Samples brought back and examined in labs revealed that there were millions of tiny invertebrates per square meter because of the lack of predators in their environment - unlike in European on American grasslands, where the number may typically be between 50,000 and 100,000.
"The more animals we get, the larger the footprint there is, and we're finding higher diversity in those sites," Bokhorst told AFP, emphasising that species' richness was linked less with how cold or dry the region was and more to the nutrients added by the excrement.

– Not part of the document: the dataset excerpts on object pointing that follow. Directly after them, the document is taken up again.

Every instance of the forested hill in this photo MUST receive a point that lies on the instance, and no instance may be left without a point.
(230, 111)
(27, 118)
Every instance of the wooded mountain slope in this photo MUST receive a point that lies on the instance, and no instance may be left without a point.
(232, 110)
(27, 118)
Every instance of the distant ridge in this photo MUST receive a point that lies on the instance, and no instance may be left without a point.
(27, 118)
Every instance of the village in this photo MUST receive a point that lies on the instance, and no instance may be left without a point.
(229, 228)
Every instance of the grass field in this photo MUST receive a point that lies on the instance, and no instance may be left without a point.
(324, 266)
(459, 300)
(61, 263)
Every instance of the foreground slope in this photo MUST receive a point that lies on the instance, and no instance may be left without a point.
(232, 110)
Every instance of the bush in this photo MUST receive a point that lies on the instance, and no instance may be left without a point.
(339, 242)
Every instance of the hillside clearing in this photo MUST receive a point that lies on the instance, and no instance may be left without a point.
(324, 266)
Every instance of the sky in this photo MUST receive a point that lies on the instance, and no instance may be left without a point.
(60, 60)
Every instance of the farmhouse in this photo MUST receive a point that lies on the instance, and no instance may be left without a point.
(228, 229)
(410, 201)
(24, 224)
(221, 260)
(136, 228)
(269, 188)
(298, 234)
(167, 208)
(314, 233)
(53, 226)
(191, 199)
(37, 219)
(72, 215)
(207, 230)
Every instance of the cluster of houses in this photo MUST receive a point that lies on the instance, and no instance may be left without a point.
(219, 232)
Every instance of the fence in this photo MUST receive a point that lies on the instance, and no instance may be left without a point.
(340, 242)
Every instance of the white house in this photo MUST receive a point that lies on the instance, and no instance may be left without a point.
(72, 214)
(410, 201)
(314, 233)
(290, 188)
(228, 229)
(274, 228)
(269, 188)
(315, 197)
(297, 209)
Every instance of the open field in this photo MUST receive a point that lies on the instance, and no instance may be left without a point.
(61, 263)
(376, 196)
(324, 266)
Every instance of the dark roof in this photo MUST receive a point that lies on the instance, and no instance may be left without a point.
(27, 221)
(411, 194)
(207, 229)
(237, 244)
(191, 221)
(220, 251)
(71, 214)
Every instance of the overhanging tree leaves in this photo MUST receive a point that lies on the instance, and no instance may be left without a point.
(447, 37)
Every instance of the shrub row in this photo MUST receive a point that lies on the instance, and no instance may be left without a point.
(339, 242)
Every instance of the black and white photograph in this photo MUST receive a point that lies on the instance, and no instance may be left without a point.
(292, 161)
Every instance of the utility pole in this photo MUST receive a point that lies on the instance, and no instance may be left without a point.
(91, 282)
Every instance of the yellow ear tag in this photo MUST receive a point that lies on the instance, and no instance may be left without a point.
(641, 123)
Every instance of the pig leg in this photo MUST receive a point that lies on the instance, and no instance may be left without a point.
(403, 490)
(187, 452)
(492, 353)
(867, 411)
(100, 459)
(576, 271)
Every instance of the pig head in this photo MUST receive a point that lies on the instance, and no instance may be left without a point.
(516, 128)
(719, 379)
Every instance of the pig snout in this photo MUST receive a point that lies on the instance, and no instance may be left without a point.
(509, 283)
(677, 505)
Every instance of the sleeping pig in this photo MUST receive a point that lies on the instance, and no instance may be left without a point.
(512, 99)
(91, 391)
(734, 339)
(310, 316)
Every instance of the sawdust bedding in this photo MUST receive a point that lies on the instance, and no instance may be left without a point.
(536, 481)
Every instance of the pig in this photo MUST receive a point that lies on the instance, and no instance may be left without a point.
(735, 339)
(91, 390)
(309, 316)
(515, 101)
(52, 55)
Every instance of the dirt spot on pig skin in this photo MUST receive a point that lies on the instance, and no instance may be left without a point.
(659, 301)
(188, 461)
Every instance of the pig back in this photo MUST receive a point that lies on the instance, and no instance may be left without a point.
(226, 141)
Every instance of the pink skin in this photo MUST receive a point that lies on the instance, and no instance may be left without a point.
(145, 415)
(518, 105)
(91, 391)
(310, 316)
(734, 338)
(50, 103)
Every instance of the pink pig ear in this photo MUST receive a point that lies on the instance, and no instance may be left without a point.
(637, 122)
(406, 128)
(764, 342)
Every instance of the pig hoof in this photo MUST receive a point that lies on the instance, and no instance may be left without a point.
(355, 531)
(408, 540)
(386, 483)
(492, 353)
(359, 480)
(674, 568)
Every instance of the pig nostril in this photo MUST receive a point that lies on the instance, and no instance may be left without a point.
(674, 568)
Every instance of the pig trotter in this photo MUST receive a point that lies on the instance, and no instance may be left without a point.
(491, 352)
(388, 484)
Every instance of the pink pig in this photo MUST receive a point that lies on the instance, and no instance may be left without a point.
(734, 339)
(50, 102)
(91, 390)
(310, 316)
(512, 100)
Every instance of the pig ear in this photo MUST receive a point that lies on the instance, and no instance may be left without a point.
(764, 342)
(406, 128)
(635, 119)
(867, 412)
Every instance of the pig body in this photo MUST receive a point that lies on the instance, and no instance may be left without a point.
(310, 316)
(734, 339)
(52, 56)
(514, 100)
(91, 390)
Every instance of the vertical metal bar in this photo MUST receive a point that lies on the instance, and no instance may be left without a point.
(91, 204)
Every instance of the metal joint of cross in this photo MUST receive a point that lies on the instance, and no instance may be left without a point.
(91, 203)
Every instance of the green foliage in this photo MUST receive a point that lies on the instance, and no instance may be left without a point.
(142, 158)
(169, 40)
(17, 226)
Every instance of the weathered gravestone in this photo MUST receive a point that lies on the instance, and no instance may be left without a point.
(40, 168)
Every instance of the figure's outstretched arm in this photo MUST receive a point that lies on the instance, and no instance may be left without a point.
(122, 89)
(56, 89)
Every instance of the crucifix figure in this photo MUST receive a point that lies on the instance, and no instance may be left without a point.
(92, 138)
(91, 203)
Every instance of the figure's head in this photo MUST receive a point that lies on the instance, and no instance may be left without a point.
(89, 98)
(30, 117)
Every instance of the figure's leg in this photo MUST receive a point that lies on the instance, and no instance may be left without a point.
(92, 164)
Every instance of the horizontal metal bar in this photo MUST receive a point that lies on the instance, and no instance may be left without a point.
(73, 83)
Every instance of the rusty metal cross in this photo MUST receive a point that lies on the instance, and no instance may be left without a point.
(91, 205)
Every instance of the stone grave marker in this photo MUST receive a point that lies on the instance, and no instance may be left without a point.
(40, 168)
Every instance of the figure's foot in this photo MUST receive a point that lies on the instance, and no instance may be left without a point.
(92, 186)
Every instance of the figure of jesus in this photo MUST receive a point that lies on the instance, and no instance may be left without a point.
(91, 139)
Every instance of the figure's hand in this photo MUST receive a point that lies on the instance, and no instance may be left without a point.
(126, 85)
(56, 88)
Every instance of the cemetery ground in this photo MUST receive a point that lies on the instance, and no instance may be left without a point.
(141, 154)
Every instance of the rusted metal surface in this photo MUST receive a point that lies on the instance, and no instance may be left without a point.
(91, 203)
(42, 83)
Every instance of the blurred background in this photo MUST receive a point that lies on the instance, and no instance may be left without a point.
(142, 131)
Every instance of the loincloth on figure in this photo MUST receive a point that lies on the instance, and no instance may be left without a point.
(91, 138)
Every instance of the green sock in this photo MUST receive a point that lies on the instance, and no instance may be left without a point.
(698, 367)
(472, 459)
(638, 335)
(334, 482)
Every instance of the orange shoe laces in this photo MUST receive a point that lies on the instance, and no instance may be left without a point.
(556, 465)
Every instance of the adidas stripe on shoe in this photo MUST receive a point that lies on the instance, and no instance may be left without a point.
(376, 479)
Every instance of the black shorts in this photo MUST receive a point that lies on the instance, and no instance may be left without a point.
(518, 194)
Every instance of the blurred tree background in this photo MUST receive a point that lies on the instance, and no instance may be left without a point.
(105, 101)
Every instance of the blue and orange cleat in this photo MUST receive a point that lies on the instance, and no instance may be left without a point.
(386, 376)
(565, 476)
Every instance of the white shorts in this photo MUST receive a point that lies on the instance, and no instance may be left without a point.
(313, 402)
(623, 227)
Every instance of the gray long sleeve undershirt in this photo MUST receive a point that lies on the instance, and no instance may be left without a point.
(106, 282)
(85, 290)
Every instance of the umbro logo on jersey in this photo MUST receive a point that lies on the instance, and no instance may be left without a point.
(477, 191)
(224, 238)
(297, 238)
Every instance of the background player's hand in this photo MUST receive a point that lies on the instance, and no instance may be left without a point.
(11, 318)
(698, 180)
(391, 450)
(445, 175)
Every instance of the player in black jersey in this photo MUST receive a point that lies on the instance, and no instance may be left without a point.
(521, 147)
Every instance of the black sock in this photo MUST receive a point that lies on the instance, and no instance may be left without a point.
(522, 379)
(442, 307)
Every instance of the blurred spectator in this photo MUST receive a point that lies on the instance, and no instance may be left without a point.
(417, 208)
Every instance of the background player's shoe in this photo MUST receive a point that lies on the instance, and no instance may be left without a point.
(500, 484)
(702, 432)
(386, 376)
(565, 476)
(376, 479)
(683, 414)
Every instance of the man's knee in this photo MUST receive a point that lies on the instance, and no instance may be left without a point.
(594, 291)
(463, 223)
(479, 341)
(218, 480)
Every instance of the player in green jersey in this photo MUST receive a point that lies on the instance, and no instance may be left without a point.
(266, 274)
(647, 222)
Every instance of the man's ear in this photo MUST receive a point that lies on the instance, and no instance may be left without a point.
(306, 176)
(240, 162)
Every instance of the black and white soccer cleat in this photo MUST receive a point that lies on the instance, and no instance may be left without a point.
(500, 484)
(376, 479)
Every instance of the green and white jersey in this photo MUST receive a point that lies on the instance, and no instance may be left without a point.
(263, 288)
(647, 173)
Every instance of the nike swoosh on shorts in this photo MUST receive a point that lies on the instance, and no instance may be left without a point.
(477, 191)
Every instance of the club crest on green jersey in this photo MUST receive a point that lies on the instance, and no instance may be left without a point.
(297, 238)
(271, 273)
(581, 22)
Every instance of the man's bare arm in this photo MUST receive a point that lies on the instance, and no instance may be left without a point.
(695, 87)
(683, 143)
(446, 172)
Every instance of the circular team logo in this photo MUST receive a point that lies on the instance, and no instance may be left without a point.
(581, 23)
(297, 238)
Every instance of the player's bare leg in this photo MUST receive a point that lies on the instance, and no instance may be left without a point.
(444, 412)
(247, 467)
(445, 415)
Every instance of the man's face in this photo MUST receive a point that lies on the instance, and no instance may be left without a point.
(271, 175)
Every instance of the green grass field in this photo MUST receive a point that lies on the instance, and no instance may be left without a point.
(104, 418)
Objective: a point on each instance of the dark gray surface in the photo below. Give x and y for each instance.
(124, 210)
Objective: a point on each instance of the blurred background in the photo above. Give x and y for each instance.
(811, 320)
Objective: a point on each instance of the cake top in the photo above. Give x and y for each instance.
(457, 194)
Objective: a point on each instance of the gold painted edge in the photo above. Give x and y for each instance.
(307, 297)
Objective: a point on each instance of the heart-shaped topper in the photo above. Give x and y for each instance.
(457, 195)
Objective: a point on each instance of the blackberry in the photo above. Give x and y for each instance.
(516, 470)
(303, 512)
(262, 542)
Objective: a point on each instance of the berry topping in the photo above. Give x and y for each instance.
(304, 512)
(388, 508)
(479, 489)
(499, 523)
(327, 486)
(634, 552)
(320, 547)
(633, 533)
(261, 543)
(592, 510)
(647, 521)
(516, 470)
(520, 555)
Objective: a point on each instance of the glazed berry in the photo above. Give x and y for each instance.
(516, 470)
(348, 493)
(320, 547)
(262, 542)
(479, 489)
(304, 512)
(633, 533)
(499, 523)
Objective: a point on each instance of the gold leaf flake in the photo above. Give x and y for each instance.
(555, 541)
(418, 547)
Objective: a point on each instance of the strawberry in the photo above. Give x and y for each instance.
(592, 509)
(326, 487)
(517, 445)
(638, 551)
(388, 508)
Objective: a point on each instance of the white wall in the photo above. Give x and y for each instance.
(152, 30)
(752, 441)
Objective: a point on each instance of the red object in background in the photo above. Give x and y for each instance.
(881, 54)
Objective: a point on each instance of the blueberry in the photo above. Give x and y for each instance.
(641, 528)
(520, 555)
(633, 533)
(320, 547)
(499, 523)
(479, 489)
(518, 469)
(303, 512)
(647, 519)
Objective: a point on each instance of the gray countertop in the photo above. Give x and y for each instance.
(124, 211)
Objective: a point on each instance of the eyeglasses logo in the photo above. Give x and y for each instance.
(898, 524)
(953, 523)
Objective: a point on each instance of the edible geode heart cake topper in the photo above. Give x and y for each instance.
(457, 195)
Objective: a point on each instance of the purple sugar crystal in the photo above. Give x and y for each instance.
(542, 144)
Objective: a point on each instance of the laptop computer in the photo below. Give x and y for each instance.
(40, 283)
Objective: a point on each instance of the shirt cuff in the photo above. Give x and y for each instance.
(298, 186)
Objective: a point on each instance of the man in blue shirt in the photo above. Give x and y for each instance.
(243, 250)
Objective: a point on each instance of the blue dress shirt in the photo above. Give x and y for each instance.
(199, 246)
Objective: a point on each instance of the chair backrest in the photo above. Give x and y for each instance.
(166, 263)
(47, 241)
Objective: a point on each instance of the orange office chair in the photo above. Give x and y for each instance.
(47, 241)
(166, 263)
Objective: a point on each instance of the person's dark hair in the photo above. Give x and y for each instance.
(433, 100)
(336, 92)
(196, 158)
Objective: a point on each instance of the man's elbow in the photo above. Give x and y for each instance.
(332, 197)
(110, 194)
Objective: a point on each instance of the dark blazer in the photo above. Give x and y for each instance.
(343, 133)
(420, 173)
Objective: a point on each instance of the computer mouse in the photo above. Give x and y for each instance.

Ultimately, the research allowed the team to map the hotspots across the Antarctic Peninsula, finding penguin colonies to be a proxy for biodiversity.
The maps can be updated in the future using satellite imagery to determine the size and location of breeding colonies, freeing future scientists from having to conduct treacherous fieldwork.
For Bokhorst, Antarctica presented an "ideal natural laboratory" to study the relationship between nutrients and biodiversity because of the simplicity of the overall food web, in contrast to other parts of the world where ecosystems were far more complex.
But the study also underscored how interconnected the continent's ecosystem was -- and therefore its vulnerability to human activity.
All countries working on the continent are subject to the Antarctic Treaty System, which obliges them to protect its wildlife, but Bokhorst said the study showed "if you start poking at one end it will have an effect at the other end."
"You need to keep a good eye that you're not overfishing the oceans so you're not harming food supplies, otherwise you're going to have an impact for biodiversity," he said.
The peninsula's vibrant invertebrate communities face few predators, but the advent of tourism means there is an increasing chance people could bring seeds or even insects with them.
These, in turn, could benefit from the soil enrichment and establish themselves, threatening the native species.
"That's a very good argument (for) why we should be careful with the Antarctic," said Bokhorst.